I told her about Caleb. The guy I had been to hell and back with, and the guy I'd considered to be my brother for years. I let her know the truth about the people she thought she could trust, and though it had hurt to watch her hurt - it needed to be done, and it left just her and I. Not that I was complaining.

And then she met Tiff and Tasha - instantly not taking a liking to Tiff, just like me, (that's my girl, eh?), but just as quickly clicking with Tasha. And there she found her best friend, an annoying bitch I often considered kicking the shit out of, but at the end of the day, I loved her like the sibling I didn't fucking want.

How could I forget the day Ana had come running to my house in a flood of tears? Sobbing about the fact Louis had fed her what I wish could be counted as lies about my past. She'd never believed that could've been me - but it was. There was no denying I was an awful, awful person before I knew her, and it was that very day, when she'd been desperate to deny my past  that I'd realised how very much I needed her, and couldn't be without her. That had been a realisation I'd been desperate to push away; I didn't want to need her. I didn't want to need anybody, and I had never wanted to be better. But she'd already bettered me, and all I could see was things improving even further.

And then I fucked up. Completely, and entirely fucked it. After making original amends with Ana, and finally beginning to ascend on a path with her I'd been looking towards - I ruined it all. After a talk with Louis, I'd drank more than I had since I was about sixteen, and I'd got higher than a fucking kite - not my proudest moment, and that's putting it lightly.

So I woke up. Not only physically, but mentally, too. I woke up beside a girl I didn't recognise, and could only see the girl I wanted's face in my mind. That was when I realised this wasn't the life I wanted, and though I could never fully take back the hurt I'd inflicted on Ana that night - I could apologise and plead. I could let her know how much I regretted what I'd done, and how much I needed to be with her.

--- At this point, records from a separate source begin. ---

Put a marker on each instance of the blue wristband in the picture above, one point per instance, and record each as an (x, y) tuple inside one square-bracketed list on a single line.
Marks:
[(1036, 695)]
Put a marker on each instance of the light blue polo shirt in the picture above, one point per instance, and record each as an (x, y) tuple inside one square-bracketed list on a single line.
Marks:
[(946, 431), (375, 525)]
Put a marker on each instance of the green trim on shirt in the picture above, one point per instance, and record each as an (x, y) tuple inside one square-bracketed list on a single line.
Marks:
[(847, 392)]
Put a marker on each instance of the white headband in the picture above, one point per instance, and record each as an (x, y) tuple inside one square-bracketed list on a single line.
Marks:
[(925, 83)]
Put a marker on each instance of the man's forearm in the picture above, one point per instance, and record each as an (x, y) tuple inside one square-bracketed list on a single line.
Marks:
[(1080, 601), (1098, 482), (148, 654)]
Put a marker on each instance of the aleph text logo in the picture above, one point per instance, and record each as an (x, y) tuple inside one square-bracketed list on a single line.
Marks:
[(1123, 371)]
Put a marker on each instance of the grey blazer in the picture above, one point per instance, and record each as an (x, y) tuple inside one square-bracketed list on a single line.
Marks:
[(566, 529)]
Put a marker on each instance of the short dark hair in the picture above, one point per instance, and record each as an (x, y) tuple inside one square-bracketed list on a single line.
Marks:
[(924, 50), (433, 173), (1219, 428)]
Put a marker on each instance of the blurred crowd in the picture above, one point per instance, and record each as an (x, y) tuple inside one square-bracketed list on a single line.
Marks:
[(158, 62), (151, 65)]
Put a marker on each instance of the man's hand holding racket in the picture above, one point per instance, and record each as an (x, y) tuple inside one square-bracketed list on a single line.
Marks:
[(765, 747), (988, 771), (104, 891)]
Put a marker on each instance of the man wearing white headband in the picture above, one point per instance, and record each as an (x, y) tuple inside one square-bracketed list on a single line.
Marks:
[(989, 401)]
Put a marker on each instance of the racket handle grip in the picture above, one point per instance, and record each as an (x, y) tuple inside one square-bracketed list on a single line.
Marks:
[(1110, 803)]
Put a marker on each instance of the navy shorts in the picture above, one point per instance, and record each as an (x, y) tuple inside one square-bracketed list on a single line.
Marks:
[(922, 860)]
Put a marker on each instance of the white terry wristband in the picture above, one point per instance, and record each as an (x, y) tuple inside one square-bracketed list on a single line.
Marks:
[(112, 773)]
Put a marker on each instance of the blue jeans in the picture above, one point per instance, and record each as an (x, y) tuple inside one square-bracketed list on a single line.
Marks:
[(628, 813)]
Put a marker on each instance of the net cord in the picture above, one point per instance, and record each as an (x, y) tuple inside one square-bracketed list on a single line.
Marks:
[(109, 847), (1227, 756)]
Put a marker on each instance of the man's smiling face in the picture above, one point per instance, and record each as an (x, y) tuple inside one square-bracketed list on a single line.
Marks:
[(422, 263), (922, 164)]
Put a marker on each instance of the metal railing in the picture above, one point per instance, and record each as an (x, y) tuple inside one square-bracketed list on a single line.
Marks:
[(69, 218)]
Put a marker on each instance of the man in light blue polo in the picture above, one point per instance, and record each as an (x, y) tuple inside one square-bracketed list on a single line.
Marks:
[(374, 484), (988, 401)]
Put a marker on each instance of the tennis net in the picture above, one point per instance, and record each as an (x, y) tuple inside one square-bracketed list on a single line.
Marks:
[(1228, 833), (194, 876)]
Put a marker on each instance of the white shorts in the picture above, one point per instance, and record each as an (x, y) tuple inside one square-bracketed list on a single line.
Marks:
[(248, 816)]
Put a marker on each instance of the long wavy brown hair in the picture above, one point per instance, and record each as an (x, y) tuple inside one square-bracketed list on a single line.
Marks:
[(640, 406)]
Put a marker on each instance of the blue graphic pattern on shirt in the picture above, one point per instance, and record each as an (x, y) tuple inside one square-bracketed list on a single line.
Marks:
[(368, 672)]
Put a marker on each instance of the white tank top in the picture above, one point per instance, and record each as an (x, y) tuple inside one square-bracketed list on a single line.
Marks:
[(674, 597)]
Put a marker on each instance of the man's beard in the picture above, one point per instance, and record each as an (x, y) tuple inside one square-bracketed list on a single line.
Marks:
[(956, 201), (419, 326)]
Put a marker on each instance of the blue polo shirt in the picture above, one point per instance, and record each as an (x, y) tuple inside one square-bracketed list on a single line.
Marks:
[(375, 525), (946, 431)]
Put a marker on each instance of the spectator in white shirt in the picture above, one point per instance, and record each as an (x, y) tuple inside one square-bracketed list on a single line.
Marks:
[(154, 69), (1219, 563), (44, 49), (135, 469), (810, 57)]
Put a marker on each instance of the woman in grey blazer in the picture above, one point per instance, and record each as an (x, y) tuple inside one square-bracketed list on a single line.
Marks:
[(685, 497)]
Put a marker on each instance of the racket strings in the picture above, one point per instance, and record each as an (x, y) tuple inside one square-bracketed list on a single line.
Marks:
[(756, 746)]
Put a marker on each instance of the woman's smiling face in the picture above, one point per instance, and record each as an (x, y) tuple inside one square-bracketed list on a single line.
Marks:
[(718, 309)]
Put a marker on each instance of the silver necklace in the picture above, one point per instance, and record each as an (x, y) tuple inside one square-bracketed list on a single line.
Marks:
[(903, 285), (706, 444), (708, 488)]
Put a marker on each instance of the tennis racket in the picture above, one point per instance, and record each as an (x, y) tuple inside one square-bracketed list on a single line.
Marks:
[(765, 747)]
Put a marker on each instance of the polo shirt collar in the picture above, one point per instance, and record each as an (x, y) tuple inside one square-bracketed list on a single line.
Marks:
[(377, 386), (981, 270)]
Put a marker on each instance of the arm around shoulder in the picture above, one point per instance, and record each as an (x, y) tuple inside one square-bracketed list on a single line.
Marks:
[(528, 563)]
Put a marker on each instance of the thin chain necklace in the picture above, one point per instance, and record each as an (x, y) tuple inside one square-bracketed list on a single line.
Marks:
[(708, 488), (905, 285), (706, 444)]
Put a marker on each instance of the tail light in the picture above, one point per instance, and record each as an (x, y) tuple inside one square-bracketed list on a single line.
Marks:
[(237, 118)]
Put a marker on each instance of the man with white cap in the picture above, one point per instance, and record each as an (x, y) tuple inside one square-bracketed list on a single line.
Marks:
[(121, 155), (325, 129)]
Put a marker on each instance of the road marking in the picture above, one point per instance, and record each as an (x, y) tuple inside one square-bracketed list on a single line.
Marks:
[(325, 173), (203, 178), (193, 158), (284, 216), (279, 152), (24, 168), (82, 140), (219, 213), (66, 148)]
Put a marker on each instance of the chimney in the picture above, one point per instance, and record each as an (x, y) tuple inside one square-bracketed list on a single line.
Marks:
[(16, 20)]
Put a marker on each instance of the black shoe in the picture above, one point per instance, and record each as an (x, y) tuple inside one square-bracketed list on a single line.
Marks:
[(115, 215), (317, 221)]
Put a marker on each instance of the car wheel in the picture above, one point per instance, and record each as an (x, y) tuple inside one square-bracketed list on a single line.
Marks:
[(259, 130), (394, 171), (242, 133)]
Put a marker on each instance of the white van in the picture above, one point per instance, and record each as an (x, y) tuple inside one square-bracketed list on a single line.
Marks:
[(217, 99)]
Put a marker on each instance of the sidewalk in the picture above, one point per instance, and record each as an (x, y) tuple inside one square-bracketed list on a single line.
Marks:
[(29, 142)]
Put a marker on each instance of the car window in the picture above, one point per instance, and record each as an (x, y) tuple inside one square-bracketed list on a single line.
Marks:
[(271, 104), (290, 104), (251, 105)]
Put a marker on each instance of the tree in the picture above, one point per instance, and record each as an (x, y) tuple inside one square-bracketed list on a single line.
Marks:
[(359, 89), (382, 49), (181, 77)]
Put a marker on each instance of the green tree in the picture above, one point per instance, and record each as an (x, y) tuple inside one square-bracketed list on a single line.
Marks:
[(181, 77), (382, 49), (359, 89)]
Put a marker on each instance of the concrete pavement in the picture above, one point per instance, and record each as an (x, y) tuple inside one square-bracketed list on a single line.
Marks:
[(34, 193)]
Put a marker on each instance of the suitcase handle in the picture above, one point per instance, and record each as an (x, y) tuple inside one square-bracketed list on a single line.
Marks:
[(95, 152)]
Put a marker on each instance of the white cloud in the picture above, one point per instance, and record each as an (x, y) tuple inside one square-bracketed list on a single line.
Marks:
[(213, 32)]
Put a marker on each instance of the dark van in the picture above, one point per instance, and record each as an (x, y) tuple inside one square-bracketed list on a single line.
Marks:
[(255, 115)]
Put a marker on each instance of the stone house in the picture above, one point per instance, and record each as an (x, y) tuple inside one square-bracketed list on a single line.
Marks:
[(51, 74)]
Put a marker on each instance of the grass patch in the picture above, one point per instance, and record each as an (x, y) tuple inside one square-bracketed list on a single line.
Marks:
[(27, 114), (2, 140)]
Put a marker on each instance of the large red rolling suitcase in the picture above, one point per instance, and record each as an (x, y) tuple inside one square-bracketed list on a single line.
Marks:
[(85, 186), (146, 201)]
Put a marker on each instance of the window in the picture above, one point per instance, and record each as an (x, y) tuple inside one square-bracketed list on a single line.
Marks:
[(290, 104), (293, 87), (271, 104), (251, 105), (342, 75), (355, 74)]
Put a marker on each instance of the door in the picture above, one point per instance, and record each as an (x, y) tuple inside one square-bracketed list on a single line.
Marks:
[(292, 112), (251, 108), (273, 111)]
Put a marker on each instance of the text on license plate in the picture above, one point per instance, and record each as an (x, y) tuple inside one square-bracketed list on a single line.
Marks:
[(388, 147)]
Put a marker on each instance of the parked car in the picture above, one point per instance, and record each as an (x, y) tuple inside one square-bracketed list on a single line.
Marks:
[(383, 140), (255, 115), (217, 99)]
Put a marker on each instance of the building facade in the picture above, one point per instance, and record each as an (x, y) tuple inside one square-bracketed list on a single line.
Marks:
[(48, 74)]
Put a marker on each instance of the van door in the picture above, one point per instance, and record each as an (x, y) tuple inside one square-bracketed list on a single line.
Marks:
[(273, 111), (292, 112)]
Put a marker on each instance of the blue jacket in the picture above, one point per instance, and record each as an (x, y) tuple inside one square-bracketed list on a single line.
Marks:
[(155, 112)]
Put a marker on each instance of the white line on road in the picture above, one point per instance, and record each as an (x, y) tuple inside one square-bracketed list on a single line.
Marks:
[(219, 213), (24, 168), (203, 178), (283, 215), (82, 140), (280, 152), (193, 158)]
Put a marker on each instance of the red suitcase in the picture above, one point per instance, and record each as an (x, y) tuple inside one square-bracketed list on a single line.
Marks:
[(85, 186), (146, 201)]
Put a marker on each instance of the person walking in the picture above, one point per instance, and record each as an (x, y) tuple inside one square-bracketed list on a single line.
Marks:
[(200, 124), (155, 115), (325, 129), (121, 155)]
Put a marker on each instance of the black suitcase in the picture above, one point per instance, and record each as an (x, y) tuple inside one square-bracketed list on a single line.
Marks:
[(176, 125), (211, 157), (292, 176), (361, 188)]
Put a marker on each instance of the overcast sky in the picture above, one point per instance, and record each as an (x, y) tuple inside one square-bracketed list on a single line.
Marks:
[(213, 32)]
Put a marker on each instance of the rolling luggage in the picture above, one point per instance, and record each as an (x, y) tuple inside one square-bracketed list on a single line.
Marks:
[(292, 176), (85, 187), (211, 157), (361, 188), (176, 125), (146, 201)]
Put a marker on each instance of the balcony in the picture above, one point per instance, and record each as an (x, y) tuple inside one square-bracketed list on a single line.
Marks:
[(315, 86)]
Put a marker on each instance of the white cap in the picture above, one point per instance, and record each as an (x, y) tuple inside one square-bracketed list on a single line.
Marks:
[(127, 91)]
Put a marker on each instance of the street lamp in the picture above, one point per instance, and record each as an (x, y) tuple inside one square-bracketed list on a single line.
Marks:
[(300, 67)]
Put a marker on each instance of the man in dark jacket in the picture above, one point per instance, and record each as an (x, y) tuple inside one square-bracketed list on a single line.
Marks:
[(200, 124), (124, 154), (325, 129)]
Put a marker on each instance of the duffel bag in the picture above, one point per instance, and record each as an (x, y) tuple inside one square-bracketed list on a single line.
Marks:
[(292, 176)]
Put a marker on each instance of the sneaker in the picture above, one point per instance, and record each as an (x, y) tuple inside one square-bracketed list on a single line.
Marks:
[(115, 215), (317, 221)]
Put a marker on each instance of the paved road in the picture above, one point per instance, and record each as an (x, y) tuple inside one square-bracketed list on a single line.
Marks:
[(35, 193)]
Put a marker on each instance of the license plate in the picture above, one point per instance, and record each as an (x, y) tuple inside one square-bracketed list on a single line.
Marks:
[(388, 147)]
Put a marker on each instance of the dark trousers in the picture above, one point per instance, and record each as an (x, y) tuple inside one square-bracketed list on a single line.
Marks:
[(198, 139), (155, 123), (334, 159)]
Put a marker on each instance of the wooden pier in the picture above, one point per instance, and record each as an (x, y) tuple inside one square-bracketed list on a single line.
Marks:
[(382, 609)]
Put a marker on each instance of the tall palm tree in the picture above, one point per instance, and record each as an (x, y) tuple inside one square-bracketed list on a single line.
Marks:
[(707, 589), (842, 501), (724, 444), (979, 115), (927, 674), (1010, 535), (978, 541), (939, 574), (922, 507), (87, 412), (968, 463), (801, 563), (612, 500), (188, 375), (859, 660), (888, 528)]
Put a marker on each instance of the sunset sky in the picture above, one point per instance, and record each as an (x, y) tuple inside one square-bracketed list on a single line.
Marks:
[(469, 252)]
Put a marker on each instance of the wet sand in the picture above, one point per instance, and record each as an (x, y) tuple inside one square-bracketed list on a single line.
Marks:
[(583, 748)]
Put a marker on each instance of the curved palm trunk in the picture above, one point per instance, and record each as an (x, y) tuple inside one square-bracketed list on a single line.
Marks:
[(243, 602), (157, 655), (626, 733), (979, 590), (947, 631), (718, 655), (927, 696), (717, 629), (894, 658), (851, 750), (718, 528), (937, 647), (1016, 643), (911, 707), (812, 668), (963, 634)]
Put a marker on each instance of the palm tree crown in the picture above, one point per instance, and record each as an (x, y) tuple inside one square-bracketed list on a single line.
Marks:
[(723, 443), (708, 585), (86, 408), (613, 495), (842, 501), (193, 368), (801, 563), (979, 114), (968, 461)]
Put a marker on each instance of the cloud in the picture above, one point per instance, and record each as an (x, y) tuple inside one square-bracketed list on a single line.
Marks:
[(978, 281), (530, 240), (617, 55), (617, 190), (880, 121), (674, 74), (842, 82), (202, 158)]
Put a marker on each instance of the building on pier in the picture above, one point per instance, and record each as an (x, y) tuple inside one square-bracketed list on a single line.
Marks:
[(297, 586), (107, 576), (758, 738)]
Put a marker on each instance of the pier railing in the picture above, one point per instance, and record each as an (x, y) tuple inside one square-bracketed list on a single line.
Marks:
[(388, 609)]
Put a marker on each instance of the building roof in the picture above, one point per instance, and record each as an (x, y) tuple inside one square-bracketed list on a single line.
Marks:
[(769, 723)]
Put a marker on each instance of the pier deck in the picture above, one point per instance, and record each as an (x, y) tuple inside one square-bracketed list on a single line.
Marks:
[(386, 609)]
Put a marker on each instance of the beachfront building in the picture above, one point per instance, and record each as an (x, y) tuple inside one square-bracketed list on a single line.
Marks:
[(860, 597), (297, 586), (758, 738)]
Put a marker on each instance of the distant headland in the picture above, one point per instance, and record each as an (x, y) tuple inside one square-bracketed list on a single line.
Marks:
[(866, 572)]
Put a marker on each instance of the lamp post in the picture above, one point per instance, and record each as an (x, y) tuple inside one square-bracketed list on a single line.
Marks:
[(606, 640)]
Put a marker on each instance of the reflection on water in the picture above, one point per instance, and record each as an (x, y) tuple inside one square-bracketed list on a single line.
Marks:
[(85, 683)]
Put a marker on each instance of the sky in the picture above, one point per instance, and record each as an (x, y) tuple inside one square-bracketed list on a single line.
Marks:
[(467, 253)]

I often wondered how she forgave me for that night. The idea of seeing Ana with somebody else was enough to make my eyes sting and my jaw clench, but she had forgiven me - with work, of course - but now she saw how much I truly loved her. I was broken without that girl, and I needed her more than anything. Somehow we patched it over, and that's when I began to know what true happiness felt like.

Ana Levin, in a matter of months, had changed me for the better. She had discovered this part of me nobody else had, and showed me who I could be - with her. And then had come New Year's - a night I didn't know could determine so much. 

She'd told me she loved me. The girl who I would never, ever deserve, but was so hopelessly in love with told me she was in love with me, too.

And I'd say I fucked her, but Ana always hit me when I called it that. And in all fairness - it was more than that - I was with Ana more intimately than I'd been with anyone, with more love than I could've ever given to anybody. We'd ignited a flame nobody dared to put out, but of course, the bliss was short-lived.

We were caught by her bitch of a mum - a bitch. That's all I could say; a bitch. She ruined everything, called Ana unspeakable things that made my skin crawl to this day. 

And then my world flipped. I'd gone home, to discover I wouldn't be going back. We were going back to Manchester, and we were going to be thousands of miles from the one girl I'd ever loved; telling her goodbye was more painful than ever, but I'd had to do it. I'd had to end things, for not only her sanity, but mine too.